En
los anaqueles de los libros olvidados debe siempre haber un sitio reservado
para las obras de la literatura romántica victoriana. En una etapa marcada por
incesantes convulsiones y turbulencias, su lectura ofrece un remanso de paz y
sosiego, la oportunidad de un traslado instantáneo a otra época y a otros
patrones de pensamiento y conducta. En ella nos encontramos historias
arrebatadoras en las que no faltan dosis de intriga y misterio, además de ser
una fuente muy apreciada para captar las desigualdades sociales existentes, y
tasar en términos económicos la posición de demandantes y oferentes de
proposiciones matrimoniales. También, en no pocas ocasiones, interesantes reflexiones
filosóficas relativas a conductas que se mantienen incólumes al paso del
tiempo.
Una
de esas piezas la hallamos en un corto relato de William M. Thackeray, el
afamado autor de “La feria de las vanidades”. En “La mujer de Dennis Haggarty”

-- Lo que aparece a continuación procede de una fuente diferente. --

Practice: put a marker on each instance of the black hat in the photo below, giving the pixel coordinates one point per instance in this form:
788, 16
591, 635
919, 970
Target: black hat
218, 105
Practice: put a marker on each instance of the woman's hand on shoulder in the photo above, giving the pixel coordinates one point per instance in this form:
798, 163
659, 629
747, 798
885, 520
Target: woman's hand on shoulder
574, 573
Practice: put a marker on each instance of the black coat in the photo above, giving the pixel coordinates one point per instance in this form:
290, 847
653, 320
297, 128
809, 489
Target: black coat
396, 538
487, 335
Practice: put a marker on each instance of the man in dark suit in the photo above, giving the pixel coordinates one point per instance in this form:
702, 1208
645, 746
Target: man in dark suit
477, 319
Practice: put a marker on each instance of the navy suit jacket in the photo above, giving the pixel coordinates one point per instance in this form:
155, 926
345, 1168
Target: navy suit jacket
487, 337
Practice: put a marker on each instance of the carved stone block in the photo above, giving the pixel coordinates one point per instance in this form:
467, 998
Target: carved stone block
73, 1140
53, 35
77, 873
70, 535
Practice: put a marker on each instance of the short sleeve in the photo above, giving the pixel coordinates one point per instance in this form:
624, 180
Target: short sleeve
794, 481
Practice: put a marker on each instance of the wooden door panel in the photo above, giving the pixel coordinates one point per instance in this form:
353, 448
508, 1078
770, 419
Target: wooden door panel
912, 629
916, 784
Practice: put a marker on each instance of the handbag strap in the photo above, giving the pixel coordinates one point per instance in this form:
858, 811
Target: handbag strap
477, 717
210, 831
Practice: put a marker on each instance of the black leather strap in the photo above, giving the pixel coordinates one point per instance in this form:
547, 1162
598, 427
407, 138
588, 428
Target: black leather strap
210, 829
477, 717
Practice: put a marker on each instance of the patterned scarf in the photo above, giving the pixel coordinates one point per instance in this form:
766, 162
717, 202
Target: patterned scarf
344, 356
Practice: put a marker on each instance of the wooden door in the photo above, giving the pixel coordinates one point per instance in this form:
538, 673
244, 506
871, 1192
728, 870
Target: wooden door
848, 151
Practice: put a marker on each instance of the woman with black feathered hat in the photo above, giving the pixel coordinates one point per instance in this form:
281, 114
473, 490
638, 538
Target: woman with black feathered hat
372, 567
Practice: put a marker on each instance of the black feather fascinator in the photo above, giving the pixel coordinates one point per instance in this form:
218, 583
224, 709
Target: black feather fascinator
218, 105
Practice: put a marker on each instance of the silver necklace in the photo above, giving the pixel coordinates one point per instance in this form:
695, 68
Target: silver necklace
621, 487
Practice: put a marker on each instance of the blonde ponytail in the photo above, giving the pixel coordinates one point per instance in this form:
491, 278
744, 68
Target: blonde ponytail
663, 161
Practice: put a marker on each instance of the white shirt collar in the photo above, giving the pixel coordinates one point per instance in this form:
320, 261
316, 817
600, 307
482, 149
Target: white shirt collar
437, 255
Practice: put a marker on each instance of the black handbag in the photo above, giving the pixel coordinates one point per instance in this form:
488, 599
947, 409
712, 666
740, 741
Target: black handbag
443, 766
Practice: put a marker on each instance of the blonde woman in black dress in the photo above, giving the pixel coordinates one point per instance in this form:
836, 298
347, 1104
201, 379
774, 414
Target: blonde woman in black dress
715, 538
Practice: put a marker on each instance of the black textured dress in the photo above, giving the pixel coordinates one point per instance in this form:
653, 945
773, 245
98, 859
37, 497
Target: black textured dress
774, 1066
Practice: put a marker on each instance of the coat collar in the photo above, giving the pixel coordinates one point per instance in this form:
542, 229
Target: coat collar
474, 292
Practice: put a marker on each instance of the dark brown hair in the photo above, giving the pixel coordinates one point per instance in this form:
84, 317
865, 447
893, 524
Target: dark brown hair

recoge la siguiente digresión al hilo de la descripción de uno de los
personajes[1]:
“En algunas personas hay cierta cualidad que va más allá de cualquier consejo,
orientación o enmienda. Limítense a dejar que un hombre o una mujer tengan la
NECEDAD suficiente y no necesitarán inclinarse ante ninguna autoridad. Para un
necio no hay nadie mejor que él; un necio es incapaz de ver que está
equivocado; un necio carece de escrúpulos, está seguro de gustar, de tener
éxito, de obrar correctamente; los sentimientos ajenos le son indiferentes,
sólo se respeta a sí mismo. ¿Cómo hacerle comprender a un torpe su torpeza? Una
persona así es tan incapaz de ver su necedad como sus orejas. Y la gran virtud
de un necio es estar siempre satisfecho de sí mismo”.
¿Qué
cabe decir o hacer después de semejantes manifestaciones y veredictos?
[1]
En “Cuentos de amor victorianos”, selección y traducción de Marta Salís, Alba
Editorial, 2004 (la palabra en mayúsculas aparece así recogida en el texto original).